FP CGIL, CISL FP e UIL PA lanciano la mobilitazione per il prossimo 24 luglio con sit-in di protesta a Roma, davanti alla sede del MEF, e in tutti i capoluoghi di Regione presso le Ragionerie territoriali.

 

Anche a Genova, quindi, si terrà venerdì mattina una manifestazione di protesta davanti alla sede della Ragioneria Territoriale, in via U. Rela a Sampierdarena a partire dalle ore 10,30.

“Se negli ultimi anni 15 anni il flusso di visitatori è aumentato e con esso gli introiti – si legge in una nota sindacale – è merito anche degli accordi sulla produttività che abbiamo sottoscritto, e che hanno permesso di tenere aperti i siti culturali in gestione statale per 11 ore al giorno e 362 giorni l’anno.

Eppure sono anni che il Ministero dell’Economia, nonostante i dati che attestano i guadagni effettivi di produttività e nonostante le annunciate “semplificazioni” che avrebbero dovuto velocizzare l’utilizzo dei fondi dedicati, non fa che ritardare il pagamento ai lavoratori delle prestazioni svolte.

Quanto ai decisori politici, anziché preoccuparsi di risolvere la situazione, sembrano intenti a cercare giustificazioni per praticare nuovi tagli al salario accessorio.

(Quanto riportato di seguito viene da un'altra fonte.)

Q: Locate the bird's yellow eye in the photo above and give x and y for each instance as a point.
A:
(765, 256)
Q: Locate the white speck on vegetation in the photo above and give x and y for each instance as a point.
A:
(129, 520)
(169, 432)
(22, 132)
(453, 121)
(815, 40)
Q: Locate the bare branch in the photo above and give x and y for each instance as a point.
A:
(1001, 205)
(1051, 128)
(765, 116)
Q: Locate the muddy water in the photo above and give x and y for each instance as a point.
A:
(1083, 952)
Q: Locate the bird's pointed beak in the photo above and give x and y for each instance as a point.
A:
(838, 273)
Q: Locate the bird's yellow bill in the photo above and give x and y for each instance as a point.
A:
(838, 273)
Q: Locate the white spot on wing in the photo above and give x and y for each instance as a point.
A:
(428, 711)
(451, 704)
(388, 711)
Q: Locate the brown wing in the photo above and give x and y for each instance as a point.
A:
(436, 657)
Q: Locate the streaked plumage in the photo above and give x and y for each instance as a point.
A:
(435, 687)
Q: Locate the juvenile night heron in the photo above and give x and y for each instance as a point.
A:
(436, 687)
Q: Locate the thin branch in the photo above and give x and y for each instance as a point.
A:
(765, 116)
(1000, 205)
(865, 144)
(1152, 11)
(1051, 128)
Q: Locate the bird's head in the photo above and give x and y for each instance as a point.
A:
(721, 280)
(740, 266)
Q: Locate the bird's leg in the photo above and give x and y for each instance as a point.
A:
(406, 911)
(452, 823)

Atteggiamento ancora più grave  ora che la Consulta ha evidenziato l’incostituzionalità di un blocco dei contratti nazionali durato troppi anni.

Con questa protesta vogliamo reclamare rispetto e riconoscimento verso il personale dei Beni culturali e la valorizzazione delle loro professionalità come leva indispensabile di rilancio del patrimonio culturale italiano”.